S. Africa plans next phase of new 2,500 MW nuclear power plant
CAPE TOWN, Sept. 21 (Reuters) – South Africa is moving forward with plans for a new 2,500 megawatt nuclear power plant to boost energy security and wants to end the process of supplying ‘by 2024, the deputy energy minister said on Tuesday.
“We plan to publish the call for tenders (RFP) for the 2,500 MW nuclear program at the end of March 2022 and complete the supply in 2024 to support the reconstruction and economic recovery plan and ensure the security of the ‘energy supply,’ Nobhule Pamela said in a speech. at the International Atomic Energy Agency (IAEA), according to a copy of his speech.
With the government not launching a request for information until June of last year to test the market’s appetite for the new plant, and the procurement process is still in its infancy, it does not There were no immediate details on the estimated cost or the project completion date.
South Africa’s energy regulator last month backed a long-term government plan to build new nuclear power plants, a move that could help the country move away from coal and switch to power generation. less carbonaceous.
Africa’s most industrialized economy has the continent’s only operating nuclear power plant, a 1,900 megawatt (MW) facility outside Cape Town that was built under apartheid.
However, much of its electricity supply comes from a fleet of coal-fired power plants that spew harmful emissions into the air, many of which are set to close within a decade as South Africa cuts emissions.
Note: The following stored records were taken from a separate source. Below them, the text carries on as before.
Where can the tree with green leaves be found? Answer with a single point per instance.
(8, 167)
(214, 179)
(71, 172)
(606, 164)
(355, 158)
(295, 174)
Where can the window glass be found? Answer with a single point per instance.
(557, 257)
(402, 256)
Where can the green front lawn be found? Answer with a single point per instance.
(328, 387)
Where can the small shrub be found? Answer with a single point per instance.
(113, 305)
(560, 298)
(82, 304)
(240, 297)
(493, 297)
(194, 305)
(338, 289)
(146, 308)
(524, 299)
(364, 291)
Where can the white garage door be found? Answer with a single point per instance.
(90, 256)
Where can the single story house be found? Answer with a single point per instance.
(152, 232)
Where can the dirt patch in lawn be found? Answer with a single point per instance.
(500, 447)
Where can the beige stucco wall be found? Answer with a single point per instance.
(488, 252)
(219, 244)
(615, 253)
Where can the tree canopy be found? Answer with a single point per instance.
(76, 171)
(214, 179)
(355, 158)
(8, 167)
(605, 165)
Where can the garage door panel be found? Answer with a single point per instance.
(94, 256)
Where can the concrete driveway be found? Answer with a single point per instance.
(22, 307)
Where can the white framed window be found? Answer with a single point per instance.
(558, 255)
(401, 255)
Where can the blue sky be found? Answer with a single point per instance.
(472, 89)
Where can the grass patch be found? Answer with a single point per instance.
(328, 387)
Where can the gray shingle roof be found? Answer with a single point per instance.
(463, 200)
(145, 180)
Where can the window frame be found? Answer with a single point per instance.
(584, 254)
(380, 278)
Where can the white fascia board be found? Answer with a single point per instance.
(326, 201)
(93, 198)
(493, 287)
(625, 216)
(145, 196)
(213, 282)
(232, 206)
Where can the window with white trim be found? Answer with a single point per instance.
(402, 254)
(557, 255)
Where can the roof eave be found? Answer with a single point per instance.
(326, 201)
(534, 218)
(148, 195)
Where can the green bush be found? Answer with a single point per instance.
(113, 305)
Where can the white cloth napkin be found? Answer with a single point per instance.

South Africa, which regularly experiences power outages due to the erratic power supply, said it will look to expand its nuclear capacity at a rate and when it can afford, after giving up in 2018 a massive nuclear expansion plan defended by the former president, Jacob Zuma. .
Analysts had expressed serious concerns about Zuma’s plan for a nuclear power plant network totaling 9,600 MW, as it would have strained South Africa’s public finances as it faced a series of deterioration of its credit rating.